Both axes of a theodolite are equipped with graduated circles that can be read out through magnifying lenses. The vertical circle (the one associated with the horizontal axis) should read 90° or 100 grad when the sight axis is horizontal (or 270°, 300 grad, when the instrument is in its second position, "turned over" or "plunged"). Half of the difference with 300 grad is called the "index error".
The horizontal and vertical axes of a theodolite must be mutually perpendicular. The condition where they deviate from perpendicularity (and the amount by which) is referred to as "horizontal axis error". The optical axis of the telescope, called the "sight axis" and defined by the optical center of the objective and the center of the crosshairs in its focal plane, must similarly be perpendicular to the horizontal axis. Any deviation from perpendicularity is the "collimation error".
Horizontal axis error, collimation error and index error are regularly determined by calibration, and removed by mechanical adjustment at the factory in case they grow overly large. Their existence is taken into account in the choice of measurement procedure in order to eliminate their effect on the measurement results.

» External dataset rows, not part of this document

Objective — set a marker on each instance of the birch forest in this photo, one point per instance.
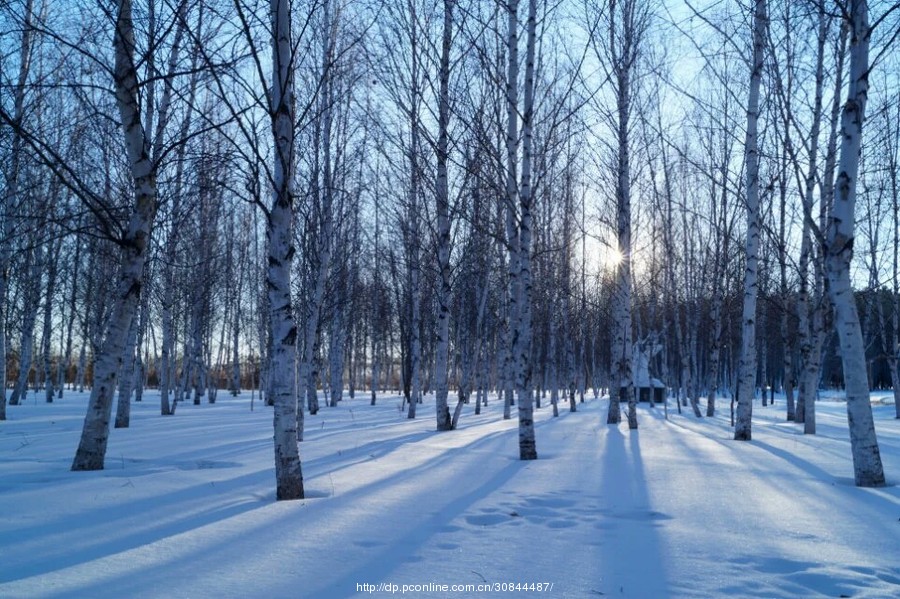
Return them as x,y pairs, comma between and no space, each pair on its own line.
492,205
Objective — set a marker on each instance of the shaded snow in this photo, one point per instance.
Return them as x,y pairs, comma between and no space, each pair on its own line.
186,505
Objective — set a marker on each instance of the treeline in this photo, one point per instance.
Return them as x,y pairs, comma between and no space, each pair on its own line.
443,196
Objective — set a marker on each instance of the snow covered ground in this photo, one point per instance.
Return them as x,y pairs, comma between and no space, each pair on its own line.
186,506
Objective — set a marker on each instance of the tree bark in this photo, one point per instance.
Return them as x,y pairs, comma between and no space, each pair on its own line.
747,376
95,433
867,466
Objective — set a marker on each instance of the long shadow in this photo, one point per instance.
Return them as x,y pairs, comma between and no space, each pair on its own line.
631,542
127,538
386,558
389,558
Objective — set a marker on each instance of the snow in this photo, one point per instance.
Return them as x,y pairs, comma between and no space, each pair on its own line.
186,505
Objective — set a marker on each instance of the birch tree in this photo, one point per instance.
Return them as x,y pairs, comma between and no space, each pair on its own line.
442,194
92,446
279,235
746,388
868,470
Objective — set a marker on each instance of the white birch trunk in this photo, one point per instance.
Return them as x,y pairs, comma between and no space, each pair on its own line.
26,346
279,234
442,351
123,405
52,270
10,197
867,467
92,446
512,189
524,383
747,371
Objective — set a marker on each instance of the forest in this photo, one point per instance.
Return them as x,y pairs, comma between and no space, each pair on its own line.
534,201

A theodolite is mounted on the tripod head by means of a forced centering plate or tribrach, containing four thumbscrews (or in some modern theodolites three thumbscrews) for rapid levelling. Before use, a theodolite must be placed precisely and vertically over the point to be measured — centering — and its vertical axis aligned with local gravity — leveling. The former is done using a plumb bob, spirit level, optical or laser plummet.